We used a previously published individual-based typhoid transmission model built in EMOD 2.11.¹⁹ Briefly, susceptible individuals can become infected through transmission through environmental reservoirs. We also considered fitting a direct contact route, but the two modes of transmission in the model were not identifiable and caused difficulties comparing transmission across the two sites. Once infected, the infection is initially latent after which it progresses to acute or subclinical infection. Both acute and subclinical infections can become chronic carriers and may continue to transmit at a reduced rate. We also track the number of infections each agent has experienced with repeated infections being less common (Supplementary Tables S1 and S2).

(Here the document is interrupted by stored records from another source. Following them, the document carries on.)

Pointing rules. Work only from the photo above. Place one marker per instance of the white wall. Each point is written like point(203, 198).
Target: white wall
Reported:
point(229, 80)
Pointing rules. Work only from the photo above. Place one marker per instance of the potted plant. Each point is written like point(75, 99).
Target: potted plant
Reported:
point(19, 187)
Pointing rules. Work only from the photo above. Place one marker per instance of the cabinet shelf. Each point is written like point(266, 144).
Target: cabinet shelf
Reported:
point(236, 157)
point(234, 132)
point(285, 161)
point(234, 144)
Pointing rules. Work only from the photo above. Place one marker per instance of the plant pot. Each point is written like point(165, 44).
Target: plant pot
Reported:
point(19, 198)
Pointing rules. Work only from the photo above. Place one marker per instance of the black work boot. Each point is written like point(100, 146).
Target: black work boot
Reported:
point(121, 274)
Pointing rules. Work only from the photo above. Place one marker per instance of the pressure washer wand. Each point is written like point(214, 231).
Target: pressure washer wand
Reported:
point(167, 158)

The model uses a baseline number of agents of 10,000, with growth rates set to match the regression model. Unlike the regression model, population growth is assumed to be resultant from births outweighing deaths. We simulated this model from 1990 to 2040, with 1990–2015 being treated as a burn in period.

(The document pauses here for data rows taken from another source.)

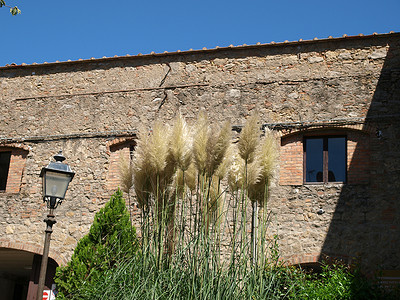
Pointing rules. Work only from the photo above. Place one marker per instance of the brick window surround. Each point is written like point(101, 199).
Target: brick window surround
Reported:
point(118, 149)
point(16, 167)
point(358, 155)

Vaccination was implemented in December 2019 for Sindh and February 2021 for Punjab and is modeled as reducing the risk of infection by an amount proportional to the calibrated vaccine efficacy (see Supplementary Material for more details). For each province, vaccine introduction is implemented as a one-time campaign among children 9 months to 15 years of age followed by continued routine immunization for 9 month olds. Incidence during lockdown months was excluded from both models for calibration.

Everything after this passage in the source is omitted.